Any suggestions are highly appreciated. I would prefer an Open Source solution, but I am also open to proprietary solutions like ActiveX controls or Java Applets.
FF4, Chrome support is a must; Opera, IE8/9 support is desired.
Please note that most "canvas" libraries around, and most answers to other questions similar to mine, refer to programmatically drawing onto a canvas. This is not what I am looking for. I am looking for something that records the actual pen or mouse movements of the user drawing on a certain area.
Starting a bounty out of curiosity whether anything has changed during the time since this question was asked.
I doubt you'll get anything higher resolution than the "onmousemove" event gives you, without writing an efficient assembler program on some embedded system custom built for the purpose. You run inside an OS, you play by the OS's rules, which means you're limited by the frequency of the timeslices an OS will give you. (usually about 100 per second, fluxuating depending on load) I've not used a tablet that can overcome the "polygon" problem, and I've used some high end tablets.
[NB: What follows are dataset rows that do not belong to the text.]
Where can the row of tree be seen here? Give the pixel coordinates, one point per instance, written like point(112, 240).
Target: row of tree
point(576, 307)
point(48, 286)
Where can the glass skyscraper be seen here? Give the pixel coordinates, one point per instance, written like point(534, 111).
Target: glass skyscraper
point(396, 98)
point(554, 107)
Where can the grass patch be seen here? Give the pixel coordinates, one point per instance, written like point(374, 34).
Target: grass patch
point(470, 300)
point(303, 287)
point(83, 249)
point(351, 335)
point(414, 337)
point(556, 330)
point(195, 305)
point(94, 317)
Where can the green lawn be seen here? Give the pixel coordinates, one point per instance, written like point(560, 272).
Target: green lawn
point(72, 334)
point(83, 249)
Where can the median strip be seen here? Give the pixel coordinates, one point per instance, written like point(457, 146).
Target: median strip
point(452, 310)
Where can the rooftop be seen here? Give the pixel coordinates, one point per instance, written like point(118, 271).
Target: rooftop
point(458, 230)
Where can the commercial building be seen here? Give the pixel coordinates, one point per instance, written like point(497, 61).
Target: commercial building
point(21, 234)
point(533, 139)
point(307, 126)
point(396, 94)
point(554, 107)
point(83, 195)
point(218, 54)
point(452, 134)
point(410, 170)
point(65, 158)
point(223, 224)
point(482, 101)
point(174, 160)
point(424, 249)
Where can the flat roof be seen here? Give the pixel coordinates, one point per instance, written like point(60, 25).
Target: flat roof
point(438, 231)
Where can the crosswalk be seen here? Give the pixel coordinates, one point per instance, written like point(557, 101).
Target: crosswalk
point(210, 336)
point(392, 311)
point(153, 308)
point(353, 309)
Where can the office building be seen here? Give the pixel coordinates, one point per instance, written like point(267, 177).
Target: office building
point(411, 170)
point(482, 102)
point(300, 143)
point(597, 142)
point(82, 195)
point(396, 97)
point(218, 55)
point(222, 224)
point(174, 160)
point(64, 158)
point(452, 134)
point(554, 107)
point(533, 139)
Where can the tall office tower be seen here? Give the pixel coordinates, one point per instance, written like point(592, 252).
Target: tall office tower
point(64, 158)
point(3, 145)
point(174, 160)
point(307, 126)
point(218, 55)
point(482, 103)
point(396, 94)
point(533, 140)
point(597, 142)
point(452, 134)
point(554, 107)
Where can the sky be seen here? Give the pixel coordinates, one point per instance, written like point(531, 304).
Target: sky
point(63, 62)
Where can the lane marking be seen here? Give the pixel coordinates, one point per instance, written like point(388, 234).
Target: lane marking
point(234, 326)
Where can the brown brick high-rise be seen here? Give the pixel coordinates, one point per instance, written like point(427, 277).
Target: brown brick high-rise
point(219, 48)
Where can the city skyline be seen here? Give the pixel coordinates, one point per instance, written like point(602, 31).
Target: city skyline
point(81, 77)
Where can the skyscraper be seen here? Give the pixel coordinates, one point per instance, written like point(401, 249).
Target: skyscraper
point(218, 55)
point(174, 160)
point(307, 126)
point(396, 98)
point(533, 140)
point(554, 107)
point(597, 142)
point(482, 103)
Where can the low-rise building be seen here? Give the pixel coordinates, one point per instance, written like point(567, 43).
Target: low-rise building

Photoshop overcomes the problem with cubic interpolation.
That is, unless, you have a very special tablet that will capture many movement events and queue them up to some internal buffer, and send a whole packet of coordinates at a time when it dispatches data to the OS. I've looked at tablet api's though, and they only give one set of coordinates at a time, so if this is going to happen, you'll need custom hardware, and a custom driver, and custom apis that can handle packets of multiple coordinates.
Or you could just use a damned canvas tag, the onmousemove event, event.pageX|pageY some cubic interpolation, the "toDataURI" api of canvas, post the result to your php script, and then just say you did all that other fancy stuff.
onmousemove, in my tests, will give you one event per pixel of movement, limited only by the speed of the event loop in the browser. You'll get sparse data points (polygons) with fast movement and that's as good as it gets without a huge research grant and a hardware designer. Deal.
there are some applets for this in the oekaki world: Shi painter, Chibipaint or PaintBBS. Here you have php classes for integration.
Drawings produced by these applets can have quite good quality. If you register in oekakicentral.com you can see all the galleries and some drawings have an animation link that shows how was it drawn (it depends on the applet), so you can compare the possibilities of the applets. Some of them are open source.
Edit: See also this made in HTML 5.
Have a look at <InputDraw/>: a flash component that turns freehand drawing into SVG. Then you could send back the generated SVG to your server.
It's free for non commercial use. According to their site, commercial use price is 29€. It's not open source though.
IMHO it's worth a look.
Alternatively, you implement something based on svg-edit which is open source and uses jQuery (demo). If requires the Google Frame Plugin for IE6+ support though.
EDIT: I just found the svg-freehand-signature project (demo) that captures your handwritten signature and sends it to a server as a SVG using POST. It's distributed as a straight-forward and self-contained zip (works out of the box with Safari and Firefox, you may want to combine it with svgweb that brings SVG support to Internet Explorer).
EDIT: I successfully combined Cesar Oliveira's canvaslol (just look at the source of the page to see how it works) with ExplorerCanvas to have something on IE. You can also have a look at Anne van Kesteren's Paintr experiment.
markup.io is doing that with an algorithm applied after the mouseup.
I asked a similar question recently, and got interesting but not satisfying answers: Is there any way to accelerate the mousemove event?